Synchronous Onset of Symmetrically Associated Extragenital Lichen Sclerosus and Vitiligo on both Breasts and the Vulva.

Dear Editor:

Lichen sclerosus (LS) is a chronic destructive inflammatory disease that affects the epidermis and dermis, particularly the genital and perineal areas1. However, cases of coincidental LS and vitiligo are rare reported2. Although the exact mechanism of the co-development of LS and vitiligo is unknown, both have been reported to be associated with autoimmune diseases or certain infections2.

A 66-year-old woman presented with asymptomatic hypopigmented patches symmetrically located on both breasts and the genital area (Fig. 1). These patches first appeared on her left breast 1.5 years ago and on her right breast and genitalia 1 year ago. She was healthy with the exception of being a hepatitis B carrier and had no history of medication. On physical examination, the left breast lesion was a shiny crinkled thin hypopigmented patch; meanwhile, both the right breast and genital lesions were even hypopigmented patches. Wood's lamp test showed the right breast and genital lesions were accentuated while the left breast lesion was not. She was positive for hepatitis B surface antigen (HBsAg) and negative for HBs antibody (HBsAb) and hepatitis C virus (HCV) hepatitis C virus antibody (HCV Ab). The results of other laboratory tests including thyroid function test and antinuclear antibody screening were normal. Punch biopsies were performed on the left breast and genital lesion. Histologic analysis of the left breast lesion showed an effaced epidermis and homogenized edematous papillary dermis. Meanwhile, the genital lesion exhibited an absence of melanin, which was highlighted by Fontana-Masson staining (Fig. 2). Therefore, the left breast lesion was diagnosed as LS, and the right breast and genital lesions were diagnosed as vitiligo. Vitiligo and LS were treated with an excimer laser and a topical steroid, respectively; she has since exhibited gradual improvement.

Fig. 1

(A) A thin shiny crinkled hypopigmented patch on the left breast and an even hypopigmented patch on the right breast. (B) An even hypopigmented patch on the vulva.

Fig. 2

(A) Histologic evaluation of the left breast lesion showing an atrophic epidermis and papillary dermal edema. Lymphocytes are present below the hyalinized collagen with vacuolar changes and basal hyperpigmentation (H&E, ×200). (B, C) Histological evaluation of the vulvar lesion showed a complete absence of melanin (B: H&E, ×100; C: Fontana-Masson, ×100).

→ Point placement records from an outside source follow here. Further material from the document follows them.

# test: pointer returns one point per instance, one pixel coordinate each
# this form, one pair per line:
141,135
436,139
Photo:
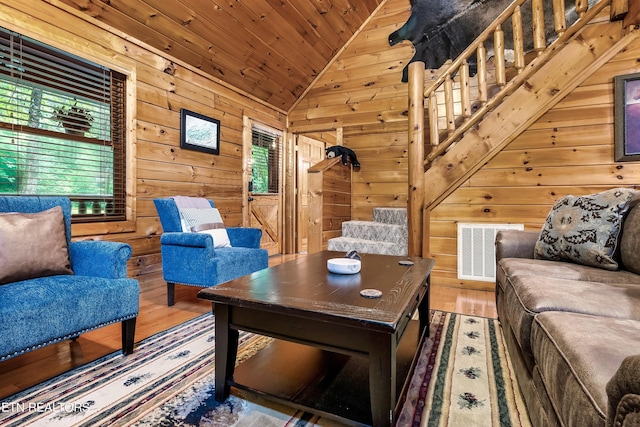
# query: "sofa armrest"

Both LS and vitiligo have autoimmune etiologies. A study of autoimmunity in 350 women with LS revealed that 21.5% had one or more autoimmune-related diseases and 42% had an autoantibody titer ≥1:203. Autoantibodies to a specific protein, extracellular matrix protein I, were recently detected in 75% of LS patients2. Vitiligo is also frequently associated with the presence of organ-specific antibodies and is 10~15 times more common in patients suffering from certain autoimmune diseases1. The accompanying autoimmune disease and presence of antibodies against melanocytes in some vitiligo patients support the autoimmune theory4. However, vitiligo has also been reported in association with chronic HCV infection. HCV infection may place the patient in a state of latent vitiligo owing to some unknown autoimmune mechanism4. Although there is currently no clinical evidence of an association between vitiligo and hepatitis B virus (HBV) infection, such an association cannot be completely ruled out, because HBV and HCV infections share some extrahepatic manifestations such as cryoglobulinemia, glomerulonephritis, and polyarteritis nodosa5.

In summary, we report a rare case of the coincidence of extragenital LS and vitiligo symmetrically distributed on both breasts and genitalia in a hepatitis B carrier. This coincidence could support the common autoimmune etiology of both diseases. Furthermore, immune system alteration could possibly be due to HBV infection. Therefore, further studies are required.